Now Andrew Johnson had origins at least as modest as any other American President, and may have been the only one never to have attended a school of any kind.  Originally a tailor, he went into politics in his late twenties.   But clearly, the above paragraphs show, he had developed a sense of the history of the United States and a command of the English language to which Donald Trump has never even aspired, and which he most definitely does not possess.   Neither he nor Jackson had a team of speechwriters who could provide these documents for them. They wrote them themselves. Literary and historical knowledge, for the first two centuries of our history, qualifications that successful politicians were expected to possess--and those who had modest origins were if anything more eager to acquire them.  The nomination and election of Donald Trump, who entirely lacks either one, reflects a profound decline in our political life and our broader culture.  Although himself a child of privilege who attended a leading university, he clearly has less intellectual ability, and probably less historical knowledge, than anyone who ever occupied the White House before.   George W. Bush, who also held office recently, would not rank much higher, in my opinion, in either of those categories either.  That says something about the 21st century United States.

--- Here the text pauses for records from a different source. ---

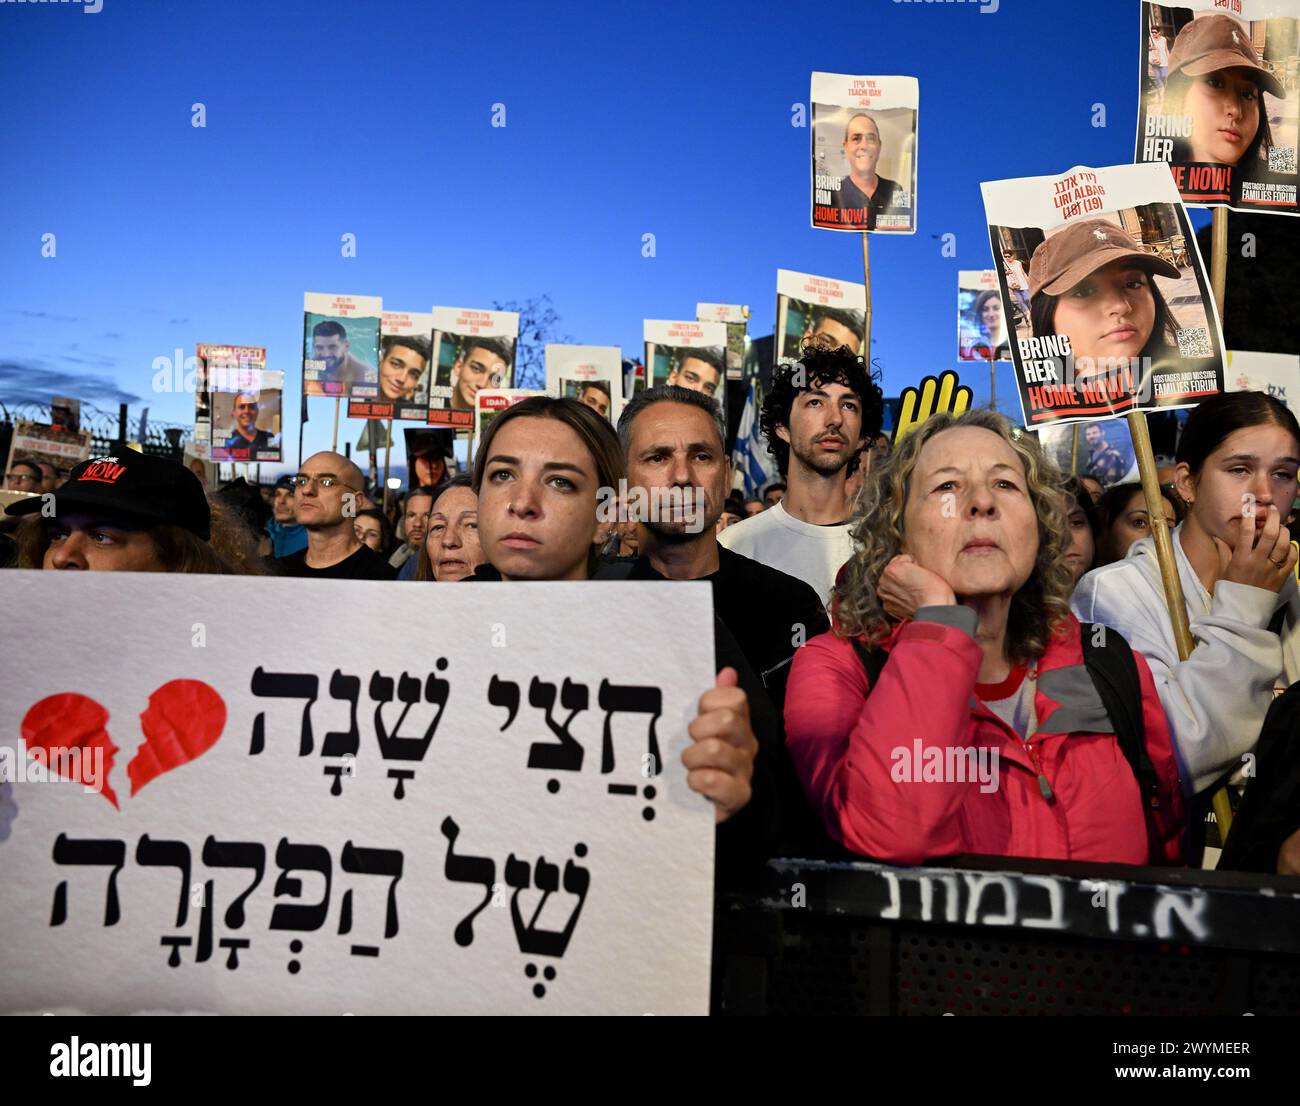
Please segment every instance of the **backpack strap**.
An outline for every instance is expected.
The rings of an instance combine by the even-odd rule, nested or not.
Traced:
[[[849,638],[853,645],[853,651],[857,653],[858,660],[862,663],[862,670],[867,674],[867,687],[876,686],[876,681],[880,678],[880,670],[885,667],[885,661],[889,660],[889,653],[885,649],[872,649],[863,644],[861,638]]]
[[[1098,644],[1093,635],[1093,624],[1081,623],[1080,640],[1083,643],[1083,663],[1092,677],[1097,694],[1101,696],[1115,739],[1137,779],[1142,799],[1147,806],[1160,805],[1159,780],[1155,766],[1147,755],[1146,726],[1142,720],[1142,680],[1138,676],[1133,650],[1123,636],[1109,626],[1102,627]]]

The leaders of earlier generations--particularly in our previous crises periods of 1774-1794, 1860-68, and 1929-45--specifically put their own struggles in the context of a broader history of the development of liberty and human rights.  Lincoln and FDR explicitly built upon their ancestors' achievements, about which Trump knows little and cares less.  The American sense of a key role in a broader historical drama has been under attack from both sides of the political spectrum for some time.  My own profession of history has also lost interest in keeping it alive.  That is one reason why about half the nation, at least, has abandoned our political class, allowing Trump to get into the White House.  We have had other presidents who pursued evil policies, but our political life, in important respects, has reached a new low.